Lest anyone tries to dismiss Promising Young Woman as misandrist propaganda, this movie is about much more than calling out predatory men. There are a lot of great moments in the movie, and one that stands out is an encounter with her college Dean (Connie Britton). Cassie grills Dean Walker about the way she handled Nina’s assault, to which Dean Walker says, “We get accusations like this all the time…I’m sorry I don’t remember your friend Nina, but I can assure you at that time that I looked into it thoroughly.” What happened to Nina is a defining event for everyone involved, yet Cassie carries that burden more than anyone else involved. There are multiple instances where Cassie brings up Nina to old classmates, only to have them play dumb at first. But, as soon as Cassie presses them, “I don’t remember what happened” quickly switches to victim blaming. There is only one person Cassie encounters in the entire film who doesn’t play dumb, and it’s the movie’s only moment of empathy and it feels like a life preserver for Cassie.

Something I’ve been thinking about in relation to Cassie is, of all things, the tagline from David Fincher’s Zodiac, which is ”There is more than one way to lose your life to a killer.” Cassie has been consumed by what happened to Nina, to the point where even Nina’s mother, Mrs. Fisher (Molly Shannon), tells Cassie she needs to move on with her life. Cassie, once on her way to being a doctor, now lives at home and works a job she doesn’t care about, all while doing things she can’t tell anybody about. Nina lost her life in the aftermath of the assault and Cassie has, essentially, sacrificed her own life as well. She’s martyred herself to fight against a complacent and complicit society.

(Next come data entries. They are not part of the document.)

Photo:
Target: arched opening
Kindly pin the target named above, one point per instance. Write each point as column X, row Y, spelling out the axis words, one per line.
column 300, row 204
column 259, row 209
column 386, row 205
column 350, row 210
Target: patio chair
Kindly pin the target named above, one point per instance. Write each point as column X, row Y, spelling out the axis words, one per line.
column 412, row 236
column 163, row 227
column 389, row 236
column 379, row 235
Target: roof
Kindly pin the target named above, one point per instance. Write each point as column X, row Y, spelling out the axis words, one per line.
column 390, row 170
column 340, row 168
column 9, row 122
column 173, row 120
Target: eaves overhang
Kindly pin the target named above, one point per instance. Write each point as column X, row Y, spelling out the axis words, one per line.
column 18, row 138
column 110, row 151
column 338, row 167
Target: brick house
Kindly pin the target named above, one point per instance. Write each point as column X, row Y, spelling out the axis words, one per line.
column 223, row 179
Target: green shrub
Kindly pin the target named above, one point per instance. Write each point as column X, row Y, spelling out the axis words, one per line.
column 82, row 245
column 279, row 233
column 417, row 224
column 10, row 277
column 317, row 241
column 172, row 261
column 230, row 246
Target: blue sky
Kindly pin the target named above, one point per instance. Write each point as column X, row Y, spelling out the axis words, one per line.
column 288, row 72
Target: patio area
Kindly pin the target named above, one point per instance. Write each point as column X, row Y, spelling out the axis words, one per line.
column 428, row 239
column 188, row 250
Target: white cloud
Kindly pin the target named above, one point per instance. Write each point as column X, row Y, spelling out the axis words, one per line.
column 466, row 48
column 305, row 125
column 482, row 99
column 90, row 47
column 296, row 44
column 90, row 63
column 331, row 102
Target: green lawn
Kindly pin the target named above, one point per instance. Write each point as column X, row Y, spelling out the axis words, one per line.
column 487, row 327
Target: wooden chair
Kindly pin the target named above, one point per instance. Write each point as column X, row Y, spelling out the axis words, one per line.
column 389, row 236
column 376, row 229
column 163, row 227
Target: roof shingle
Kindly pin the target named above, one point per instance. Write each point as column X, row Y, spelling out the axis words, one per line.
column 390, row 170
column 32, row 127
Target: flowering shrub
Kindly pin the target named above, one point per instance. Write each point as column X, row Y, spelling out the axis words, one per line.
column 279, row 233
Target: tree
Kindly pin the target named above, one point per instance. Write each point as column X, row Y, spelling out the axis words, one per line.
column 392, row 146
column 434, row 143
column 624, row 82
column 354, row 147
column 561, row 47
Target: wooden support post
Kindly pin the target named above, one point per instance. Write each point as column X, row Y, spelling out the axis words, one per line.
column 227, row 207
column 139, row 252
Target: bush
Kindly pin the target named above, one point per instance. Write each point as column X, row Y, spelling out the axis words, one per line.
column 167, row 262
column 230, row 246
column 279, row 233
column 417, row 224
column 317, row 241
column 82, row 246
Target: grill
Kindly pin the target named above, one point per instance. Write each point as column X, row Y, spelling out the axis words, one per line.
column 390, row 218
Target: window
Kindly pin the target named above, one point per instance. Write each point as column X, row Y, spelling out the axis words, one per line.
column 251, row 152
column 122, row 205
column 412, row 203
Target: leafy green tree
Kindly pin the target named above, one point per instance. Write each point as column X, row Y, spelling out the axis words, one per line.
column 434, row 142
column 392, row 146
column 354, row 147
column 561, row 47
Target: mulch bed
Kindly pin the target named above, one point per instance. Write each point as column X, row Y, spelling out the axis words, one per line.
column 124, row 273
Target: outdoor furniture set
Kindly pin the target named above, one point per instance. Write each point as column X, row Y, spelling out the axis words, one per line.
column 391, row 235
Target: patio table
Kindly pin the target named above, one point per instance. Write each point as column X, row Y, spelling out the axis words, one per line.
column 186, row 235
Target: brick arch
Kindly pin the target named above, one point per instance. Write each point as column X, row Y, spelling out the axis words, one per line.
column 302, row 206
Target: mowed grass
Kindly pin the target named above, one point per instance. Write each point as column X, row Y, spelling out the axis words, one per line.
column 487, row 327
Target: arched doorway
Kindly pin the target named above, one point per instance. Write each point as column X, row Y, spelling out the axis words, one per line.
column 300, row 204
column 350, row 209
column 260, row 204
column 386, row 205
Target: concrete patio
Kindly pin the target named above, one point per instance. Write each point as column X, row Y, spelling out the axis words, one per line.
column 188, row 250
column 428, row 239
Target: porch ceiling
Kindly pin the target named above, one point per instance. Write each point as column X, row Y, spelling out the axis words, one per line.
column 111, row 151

Fennell and cinematographer Benjamin Kracun offer up a few images of Cassie in a Christ-like pose and I can’t decide if the loaded imagery is cheap provocation or something meatier. I’m not sure I’m knowledgeable enough to really dive into that, but it’s something I couldn’t help noticing.

Fennell has assembled a strong cast, including Laverne Cox, Bo Burnham, Adam Brody, Sam Richardson, Christopher Mintz-Plasse, Alfred Molina, and Alison Brie, among others. Everyone plays off each other so well, navigating the nuances of each scene, every conversation. Fennell’s script is laser focused, the cast is great, and seeing how they work in tandem is electric. But, make no mistake, Mulligan is highlight of the film. She’s been great for a long time, and her work as Cassie is right there with her best performances. Cassie is a wrecking ball, and Mulligan plays up that toughness without crossing over into caricature. Mulligan shows enough glimpses of Cassie’s softer side, as if Cassie knows there’s another path she could be traveling. Instead, Cassie weaponized her perceived vulnerabilities. Still, the few times she allows herself a sincere moment of softness, it’s immediately soured. The movie hinges on those moments, and Mulligan sells the hell out of them.

Promising Young Woman hits the sweet spot of timeliness and timelessness. It speaks to the moment and to everything that preceded it. It’s stylish and prickly and, even when things aren’t quite clicking, it finds a way to get by on gumption. More than anything, it announces the arrival of an exciting new voice and cements Mulligan as one of her generations best actors (although, her status has been secure for a while now, if we’re being honest). Promising, indeed.